FDIC Law, Regulations, Related Acts
4000 - Advisory Opinions
Insurance Coverage of Interest on Lawyer Trust Accounts ("IOLTAs")
May 12, 1992
Mark A. Mellon, Attorney
This is in response to your letter of April 15, 1992. Your letter was referred to the Legal Division for response by the FDIC Office of Consumer Affairs.
Based on your letter, it is my understanding that you wish to ascertain the amount of deposit insurance coverage which is available for an Interest on Lawyer Trust Account ("IOLTA") under our regulations. IOLTA programs have been established by a number of states. Under such a program, lawyers who hold customer funds on deposit must place the funds in interest-bearing accounts. The interest on the funds is to be paid to an entity (generally the state bar association) that is exempt from tax pursuant to section 501(c)(3) of the Internal Revenue Code; the interest so paid is used for certain charitable purposes specified by state law.

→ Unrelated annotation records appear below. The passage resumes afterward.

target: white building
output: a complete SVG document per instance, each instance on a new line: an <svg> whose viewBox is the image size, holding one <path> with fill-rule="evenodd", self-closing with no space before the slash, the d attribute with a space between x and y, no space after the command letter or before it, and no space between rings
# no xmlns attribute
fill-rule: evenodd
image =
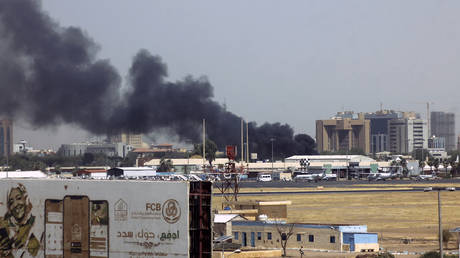
<svg viewBox="0 0 460 258"><path fill-rule="evenodd" d="M85 153L102 153L110 157L126 157L133 150L131 145L124 143L72 143L62 144L58 153L66 157L80 156Z"/></svg>
<svg viewBox="0 0 460 258"><path fill-rule="evenodd" d="M390 152L411 153L428 148L428 126L424 119L401 118L388 123Z"/></svg>

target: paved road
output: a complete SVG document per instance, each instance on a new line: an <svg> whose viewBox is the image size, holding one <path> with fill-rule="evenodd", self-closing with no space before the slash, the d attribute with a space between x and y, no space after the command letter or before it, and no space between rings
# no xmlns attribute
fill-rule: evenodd
<svg viewBox="0 0 460 258"><path fill-rule="evenodd" d="M430 184L436 186L437 184L445 183L460 183L460 179L437 179L429 181L415 181L415 180L387 180L387 181L366 181L366 180L352 180L352 181L320 181L320 182L283 182L283 181L274 181L274 182L257 182L257 181L242 181L240 184L241 188L279 188L279 190L273 190L270 192L240 192L239 195L279 195L279 194L330 194L330 193L377 193L377 192L421 192L426 186L417 186L417 184ZM375 189L376 185L385 184L388 187L392 185L408 185L411 184L409 189ZM348 190L347 188L356 188L356 185L359 186L359 190L353 189ZM324 190L318 191L316 188L318 186L326 186ZM298 191L283 191L283 188L299 188ZM333 188L343 188L343 190L327 190L327 187ZM302 189L304 188L304 189ZM373 188L373 189L366 189ZM460 187L457 187L456 190L460 190ZM221 194L215 193L215 196L220 196Z"/></svg>
<svg viewBox="0 0 460 258"><path fill-rule="evenodd" d="M260 187L267 187L267 188L285 188L285 187L293 187L293 188L316 188L317 186L327 186L327 187L356 187L356 185L364 185L360 187L372 187L374 188L375 185L409 185L409 184L445 184L445 183L460 183L460 179L436 179L436 180L423 180L423 181L416 181L416 180L386 180L386 181L367 181L367 180L350 180L350 181L319 181L319 182L284 182L284 181L272 181L272 182L257 182L257 181L241 181L240 187L241 188L260 188Z"/></svg>

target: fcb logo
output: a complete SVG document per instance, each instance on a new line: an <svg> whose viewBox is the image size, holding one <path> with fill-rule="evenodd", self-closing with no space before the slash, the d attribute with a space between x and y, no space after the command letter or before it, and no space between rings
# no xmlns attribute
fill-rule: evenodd
<svg viewBox="0 0 460 258"><path fill-rule="evenodd" d="M174 224L180 219L179 203L174 199L169 199L163 203L163 218L169 224Z"/></svg>

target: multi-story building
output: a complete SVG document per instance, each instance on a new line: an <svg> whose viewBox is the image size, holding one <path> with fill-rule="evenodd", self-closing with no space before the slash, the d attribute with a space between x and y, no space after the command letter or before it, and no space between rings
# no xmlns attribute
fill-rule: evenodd
<svg viewBox="0 0 460 258"><path fill-rule="evenodd" d="M398 118L388 122L390 152L411 153L428 148L426 120L414 117Z"/></svg>
<svg viewBox="0 0 460 258"><path fill-rule="evenodd" d="M337 117L316 120L316 143L319 152L361 149L370 152L370 121L360 113L355 118Z"/></svg>
<svg viewBox="0 0 460 258"><path fill-rule="evenodd" d="M431 112L431 136L443 137L447 151L455 150L455 114L447 112Z"/></svg>
<svg viewBox="0 0 460 258"><path fill-rule="evenodd" d="M0 157L10 156L13 153L13 122L9 119L0 119Z"/></svg>
<svg viewBox="0 0 460 258"><path fill-rule="evenodd" d="M435 148L435 149L446 149L446 138L438 137L438 136L431 136L428 138L428 148Z"/></svg>
<svg viewBox="0 0 460 258"><path fill-rule="evenodd" d="M85 153L92 154L105 154L109 157L126 157L133 148L131 145L124 143L93 143L93 142L83 142L83 143L72 143L72 144L62 144L59 148L58 153L62 156L73 157L81 156Z"/></svg>
<svg viewBox="0 0 460 258"><path fill-rule="evenodd" d="M124 143L133 146L134 148L142 148L142 134L134 133L119 133L109 136L109 142L111 143Z"/></svg>
<svg viewBox="0 0 460 258"><path fill-rule="evenodd" d="M374 113L366 113L364 118L370 121L371 127L371 152L378 153L390 150L388 140L388 121L399 117L399 113L393 110L379 110Z"/></svg>

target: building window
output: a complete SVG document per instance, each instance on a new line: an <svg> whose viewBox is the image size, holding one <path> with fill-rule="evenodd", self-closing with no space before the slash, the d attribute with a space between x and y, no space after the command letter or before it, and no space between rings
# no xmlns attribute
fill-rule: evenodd
<svg viewBox="0 0 460 258"><path fill-rule="evenodd" d="M281 240L287 240L287 235L286 233L281 234Z"/></svg>

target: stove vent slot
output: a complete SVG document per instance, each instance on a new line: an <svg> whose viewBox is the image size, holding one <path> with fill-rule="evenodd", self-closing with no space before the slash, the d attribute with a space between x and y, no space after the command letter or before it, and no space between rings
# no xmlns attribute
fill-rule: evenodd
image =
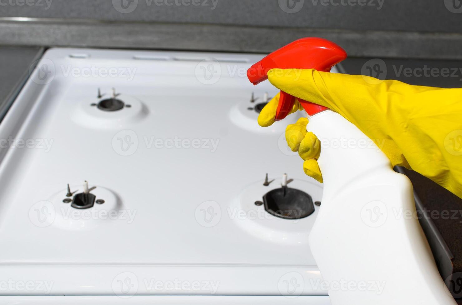
<svg viewBox="0 0 462 305"><path fill-rule="evenodd" d="M220 63L233 63L234 64L245 64L249 62L249 59L234 59L234 58L197 58L195 57L182 57L176 56L173 58L174 60L178 61L194 61L197 62L202 60L207 60L214 59Z"/></svg>
<svg viewBox="0 0 462 305"><path fill-rule="evenodd" d="M168 56L161 56L156 55L135 55L134 59L137 60L168 60L170 58Z"/></svg>
<svg viewBox="0 0 462 305"><path fill-rule="evenodd" d="M85 53L73 53L69 54L69 57L71 58L85 59L90 57L90 54Z"/></svg>

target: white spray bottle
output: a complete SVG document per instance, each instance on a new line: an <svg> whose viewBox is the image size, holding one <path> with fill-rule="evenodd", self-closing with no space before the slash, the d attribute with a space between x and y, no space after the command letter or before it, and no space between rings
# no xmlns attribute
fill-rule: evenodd
<svg viewBox="0 0 462 305"><path fill-rule="evenodd" d="M253 65L248 76L256 84L274 68L328 71L346 56L331 41L302 38ZM281 92L276 120L294 98ZM298 100L310 116L307 130L321 143L324 191L309 243L332 305L456 305L415 217L409 179L354 124Z"/></svg>

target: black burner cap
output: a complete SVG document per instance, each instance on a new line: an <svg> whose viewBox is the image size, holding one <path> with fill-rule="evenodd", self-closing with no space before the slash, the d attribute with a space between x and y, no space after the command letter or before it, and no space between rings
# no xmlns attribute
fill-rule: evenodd
<svg viewBox="0 0 462 305"><path fill-rule="evenodd" d="M123 102L114 98L103 100L98 103L98 109L103 111L120 110L123 108Z"/></svg>

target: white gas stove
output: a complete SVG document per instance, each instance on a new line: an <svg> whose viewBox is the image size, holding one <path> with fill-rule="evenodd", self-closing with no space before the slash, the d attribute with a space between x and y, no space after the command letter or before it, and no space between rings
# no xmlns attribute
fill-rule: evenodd
<svg viewBox="0 0 462 305"><path fill-rule="evenodd" d="M0 124L1 302L329 304L263 56L48 51ZM263 199L286 179L299 215Z"/></svg>

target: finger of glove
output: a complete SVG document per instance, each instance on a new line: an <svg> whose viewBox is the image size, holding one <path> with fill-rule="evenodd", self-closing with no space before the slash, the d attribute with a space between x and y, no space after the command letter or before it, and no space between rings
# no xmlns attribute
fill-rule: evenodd
<svg viewBox="0 0 462 305"><path fill-rule="evenodd" d="M321 173L317 161L313 159L307 160L303 163L303 171L305 174L322 183L322 175Z"/></svg>
<svg viewBox="0 0 462 305"><path fill-rule="evenodd" d="M258 115L257 120L258 122L258 125L262 127L267 127L274 123L276 111L278 109L278 105L279 104L279 95L280 93L278 93L263 108L261 111L260 111L260 114ZM289 114L293 113L299 109L301 110L303 108L300 106L298 100L296 99L292 109Z"/></svg>
<svg viewBox="0 0 462 305"><path fill-rule="evenodd" d="M292 152L298 150L298 147L306 134L306 124L308 120L300 117L295 124L291 124L286 129L286 140Z"/></svg>
<svg viewBox="0 0 462 305"><path fill-rule="evenodd" d="M298 155L304 160L317 159L321 153L321 142L312 132L307 132L300 143Z"/></svg>

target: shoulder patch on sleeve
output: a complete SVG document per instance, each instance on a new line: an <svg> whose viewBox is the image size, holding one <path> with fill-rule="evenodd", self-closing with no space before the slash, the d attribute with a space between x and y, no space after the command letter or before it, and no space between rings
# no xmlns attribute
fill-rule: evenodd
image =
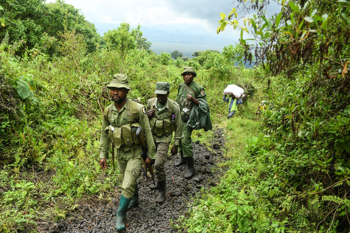
<svg viewBox="0 0 350 233"><path fill-rule="evenodd" d="M146 112L146 107L145 106L143 106L142 107L142 112L144 114L146 115L147 114L147 112Z"/></svg>

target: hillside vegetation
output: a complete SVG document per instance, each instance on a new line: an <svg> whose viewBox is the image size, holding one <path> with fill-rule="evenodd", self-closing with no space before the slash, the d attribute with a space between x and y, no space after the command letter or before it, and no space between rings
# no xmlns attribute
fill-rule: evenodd
<svg viewBox="0 0 350 233"><path fill-rule="evenodd" d="M191 66L230 159L213 168L228 169L217 186L174 220L179 232L349 232L350 2L299 1L283 1L269 19L265 0L253 1L259 13L246 26L235 9L222 13L218 32L232 22L252 27L258 40L242 36L241 45L186 61L149 50L139 26L124 23L101 36L63 2L0 2L0 232L43 232L85 203L114 198L121 175L98 163L106 85L126 74L128 97L145 103L166 81L174 99ZM255 49L258 64L245 68ZM247 97L227 120L229 84ZM259 119L263 99L269 107ZM194 140L210 145L212 133L198 132Z"/></svg>

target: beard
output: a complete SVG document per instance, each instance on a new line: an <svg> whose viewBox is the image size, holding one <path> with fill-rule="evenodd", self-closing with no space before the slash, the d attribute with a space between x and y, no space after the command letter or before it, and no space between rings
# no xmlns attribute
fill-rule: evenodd
<svg viewBox="0 0 350 233"><path fill-rule="evenodd" d="M113 98L113 97L114 96L117 96L119 98L117 99L114 99ZM117 95L115 95L115 96L113 96L112 97L112 100L115 103L117 103L117 104L119 104L120 103L122 103L122 102L124 101L124 100L125 99L126 99L126 97L125 97L125 96L124 97L122 97L121 96L117 96Z"/></svg>

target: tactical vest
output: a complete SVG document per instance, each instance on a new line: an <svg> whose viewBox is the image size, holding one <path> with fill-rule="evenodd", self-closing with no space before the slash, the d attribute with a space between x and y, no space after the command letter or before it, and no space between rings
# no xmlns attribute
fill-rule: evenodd
<svg viewBox="0 0 350 233"><path fill-rule="evenodd" d="M136 136L136 131L137 127L141 126L139 122L140 113L137 103L129 99L126 106L127 123L119 127L113 126L111 124L112 109L114 103L108 106L103 111L103 117L110 125L106 127L105 132L115 148L119 149L123 145L130 147L133 144L140 144Z"/></svg>
<svg viewBox="0 0 350 233"><path fill-rule="evenodd" d="M156 97L152 98L151 100L151 107L153 106L154 101L157 99ZM175 123L170 121L170 118L173 115L173 109L174 101L168 98L168 104L169 108L166 115L164 115L161 118L152 117L149 121L149 126L151 127L152 134L161 136L164 134L168 136L169 134L175 130Z"/></svg>

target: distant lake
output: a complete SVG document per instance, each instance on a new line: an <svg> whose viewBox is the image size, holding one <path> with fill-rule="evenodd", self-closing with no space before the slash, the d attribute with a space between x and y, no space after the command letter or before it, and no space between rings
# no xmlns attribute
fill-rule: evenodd
<svg viewBox="0 0 350 233"><path fill-rule="evenodd" d="M182 53L184 57L188 57L190 58L193 57L192 54L197 51L205 51L206 50L211 49L217 50L221 52L223 48L222 46L213 46L201 44L153 41L151 42L152 42L152 45L150 48L157 54L160 54L162 52L170 54L175 50L177 50L180 52Z"/></svg>

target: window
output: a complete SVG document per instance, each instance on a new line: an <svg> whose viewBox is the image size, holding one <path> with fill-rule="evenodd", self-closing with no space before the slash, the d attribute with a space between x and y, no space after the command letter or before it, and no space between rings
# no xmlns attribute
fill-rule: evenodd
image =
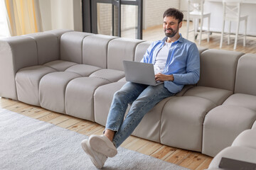
<svg viewBox="0 0 256 170"><path fill-rule="evenodd" d="M0 1L0 38L10 36L6 15L4 1Z"/></svg>

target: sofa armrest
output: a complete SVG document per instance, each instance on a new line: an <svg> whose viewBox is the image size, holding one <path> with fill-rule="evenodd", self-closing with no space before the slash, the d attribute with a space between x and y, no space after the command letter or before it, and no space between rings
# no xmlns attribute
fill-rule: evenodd
<svg viewBox="0 0 256 170"><path fill-rule="evenodd" d="M37 64L34 40L26 36L0 40L0 96L17 100L16 73L21 68Z"/></svg>

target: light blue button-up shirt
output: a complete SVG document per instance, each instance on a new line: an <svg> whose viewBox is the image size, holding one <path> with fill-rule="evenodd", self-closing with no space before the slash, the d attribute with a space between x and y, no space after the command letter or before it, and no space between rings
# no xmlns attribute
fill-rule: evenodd
<svg viewBox="0 0 256 170"><path fill-rule="evenodd" d="M185 84L195 84L200 77L200 55L196 45L181 36L171 44L162 74L173 74L174 81L165 81L164 86L171 93L182 90ZM142 62L154 64L159 51L167 37L155 41L147 49Z"/></svg>

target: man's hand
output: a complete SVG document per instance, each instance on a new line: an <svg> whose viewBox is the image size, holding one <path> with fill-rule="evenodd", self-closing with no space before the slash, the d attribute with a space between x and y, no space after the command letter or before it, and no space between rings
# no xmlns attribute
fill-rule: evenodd
<svg viewBox="0 0 256 170"><path fill-rule="evenodd" d="M156 81L174 81L174 77L173 74L171 75L166 75L163 74L161 73L158 73L155 75L155 79Z"/></svg>

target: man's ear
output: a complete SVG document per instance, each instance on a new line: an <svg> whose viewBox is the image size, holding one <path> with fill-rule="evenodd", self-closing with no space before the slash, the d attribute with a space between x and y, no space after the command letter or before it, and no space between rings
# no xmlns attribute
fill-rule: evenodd
<svg viewBox="0 0 256 170"><path fill-rule="evenodd" d="M178 24L178 28L181 28L182 26L182 21L181 21Z"/></svg>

The FDIC insurance regulations state that the deposit account records of an insured depository institution must disclose the existence of any fiduciary relationship before any claim for deposit insurance based on that relationship will be recognized. 12 C.F.R. § 330.4(b)(1). If the deposit account records of the insured depository institution do disclose the existence of a fiduciary relationship, the details of the relationship and the interests of the other parties in the account can then be determined either from the deposit account records of the insured depository institution or from the records of the fiduciary, the nominal depositor (or some person or entity whom the fiduciary has engaged to perform that task). 12 C.F.R. § 330.4(b)(2).
An IOLTA account must therefore disclose that the funds in the account are held by the nominal accountholder (the lawyer) on the behalf of others. If this disclosure requirement is met, the FDIC will then be able to ascertain the interests of other parties in the IOLTA account from the records of the insured depository institution or from the records of the lawyer (or from some person or entity whom the lawyer has engaged to perform that task). If this recordkeeping requirement is satisfied, funds attributable to each client will be insured to the client in whatever right and capacity that the client owns those funds. For example, if an IOLTA account contains funds that belong to an individual, they will be insured up to $100,000 as individual funds. These funds will be aggregated and insured to the statutory limit, however, with any other funds which the client may hold individually at the same insured depository institution. The accrued interest which is attributable to the tax-exempt entity will also be recognized as a separately insured interest if the disclosure and recordkeeping requirements are met.